Similarly we know the power consumed by heating and cooling in the US. If the climate scientists were able to tell us the actual temperature change we could plan for it. We would know what we have to do and when we have to do it. But they cannot. So we have no idea what to do until it gets here.

This is not what we call a robust science. In fact given the apocalyptic best of all possible worlds assumption implicit in the warnings one hesitates to call it a science at all.

The reality is the world has been both warmer and cooler than today. If the climate scientists are correct it was ideal in the 19th century so even they have to agree this is not the ideal world climate. While they cannot tell us what to expect in degree-days in the US in 2050 there is no way to declare whatever it is then that it will be better or worse than today. Different, yes, but better or worse is a different question. Better or worse in which parts of the US is an entirely different level of uncertainty.
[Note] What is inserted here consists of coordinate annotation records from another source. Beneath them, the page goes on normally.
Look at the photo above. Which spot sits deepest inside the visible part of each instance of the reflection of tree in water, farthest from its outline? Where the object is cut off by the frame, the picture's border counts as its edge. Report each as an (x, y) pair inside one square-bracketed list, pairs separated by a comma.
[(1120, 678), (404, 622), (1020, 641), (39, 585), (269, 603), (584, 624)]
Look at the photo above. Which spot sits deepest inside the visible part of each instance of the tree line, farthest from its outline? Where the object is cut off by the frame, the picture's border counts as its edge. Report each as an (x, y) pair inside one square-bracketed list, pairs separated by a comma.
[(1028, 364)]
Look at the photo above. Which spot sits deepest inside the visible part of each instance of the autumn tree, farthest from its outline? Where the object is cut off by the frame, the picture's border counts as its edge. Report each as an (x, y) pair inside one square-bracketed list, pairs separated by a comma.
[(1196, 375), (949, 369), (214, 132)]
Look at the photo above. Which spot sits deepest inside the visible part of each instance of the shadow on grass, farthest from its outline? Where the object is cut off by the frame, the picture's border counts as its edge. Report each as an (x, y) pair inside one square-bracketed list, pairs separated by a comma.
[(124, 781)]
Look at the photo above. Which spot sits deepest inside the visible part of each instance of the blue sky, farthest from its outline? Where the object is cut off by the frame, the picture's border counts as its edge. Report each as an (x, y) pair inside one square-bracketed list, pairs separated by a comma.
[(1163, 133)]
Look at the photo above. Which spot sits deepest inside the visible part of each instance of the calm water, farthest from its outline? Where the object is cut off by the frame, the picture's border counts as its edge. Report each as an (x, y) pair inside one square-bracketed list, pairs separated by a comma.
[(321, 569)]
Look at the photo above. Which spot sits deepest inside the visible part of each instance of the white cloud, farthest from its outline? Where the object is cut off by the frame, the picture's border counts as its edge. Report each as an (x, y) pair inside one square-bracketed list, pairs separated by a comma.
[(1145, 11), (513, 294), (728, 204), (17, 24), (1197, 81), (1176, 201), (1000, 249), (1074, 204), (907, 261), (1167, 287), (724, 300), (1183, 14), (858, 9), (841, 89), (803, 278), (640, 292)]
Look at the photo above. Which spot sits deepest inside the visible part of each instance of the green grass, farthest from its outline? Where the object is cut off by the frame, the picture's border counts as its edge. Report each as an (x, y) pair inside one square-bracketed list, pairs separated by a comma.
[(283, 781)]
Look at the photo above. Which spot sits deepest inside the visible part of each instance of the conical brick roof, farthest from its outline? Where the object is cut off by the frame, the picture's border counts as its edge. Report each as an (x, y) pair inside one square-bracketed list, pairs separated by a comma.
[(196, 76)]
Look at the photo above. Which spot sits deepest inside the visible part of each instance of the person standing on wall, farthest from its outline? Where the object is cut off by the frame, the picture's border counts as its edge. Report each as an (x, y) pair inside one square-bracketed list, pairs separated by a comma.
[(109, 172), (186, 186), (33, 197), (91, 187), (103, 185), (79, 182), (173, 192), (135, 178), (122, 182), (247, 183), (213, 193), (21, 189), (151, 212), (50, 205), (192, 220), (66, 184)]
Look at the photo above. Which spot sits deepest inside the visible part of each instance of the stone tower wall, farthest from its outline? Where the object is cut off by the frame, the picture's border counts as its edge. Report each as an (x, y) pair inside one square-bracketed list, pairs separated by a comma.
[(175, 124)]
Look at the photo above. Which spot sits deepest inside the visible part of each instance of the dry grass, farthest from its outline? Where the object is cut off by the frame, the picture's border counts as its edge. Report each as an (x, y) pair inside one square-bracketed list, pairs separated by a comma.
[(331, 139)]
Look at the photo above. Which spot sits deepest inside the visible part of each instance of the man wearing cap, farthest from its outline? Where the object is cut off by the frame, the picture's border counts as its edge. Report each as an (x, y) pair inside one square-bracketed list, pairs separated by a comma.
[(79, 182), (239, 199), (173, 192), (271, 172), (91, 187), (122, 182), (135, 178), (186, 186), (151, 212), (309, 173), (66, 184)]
There is nothing we can do about it fast enough to matter according to all assessments. Back following the 1988 (and 1989 and 1990 and ... you get the picture) prediction of only ten more years it took years to organize a meeting to talk about doing something about it. People cannot act in the time frame the melters give us.

Nor do the melters explain the constant failures of their "too late" predictions and why we always have enough time to act, but only urgently, because of another prediction which will fail without an explanation of the failure.

It is going to get warmer. OK. Now what? What is wrong with warmer?

I will only accept an answer to that question with a detailed analysis of the pros and cons for each geographic region of the world. I will not accept the usual recitation of the four horsemen arriving because of warming. Frankly I have never heard a consequence of warming that is not one of the four horsemen but perhaps I have missed one.

Nor will I accept any excuses for the absence of a detailed analysis. We are 25 years into the coming apocalypse and 14 years passed the first too late date and nothing of biblical proportions yet nor a single thing even close. If you think you have seen something you are either young or have forgotten your youth. If the latter get tested for Alzheimer's.

If these supporters of climate scientists or the scientists themselves have a case to make then make it rationally and honestly. If you can't demonstrate warmer is worse keep your mouths shut until you know what you are talking about. That goes double for politicians.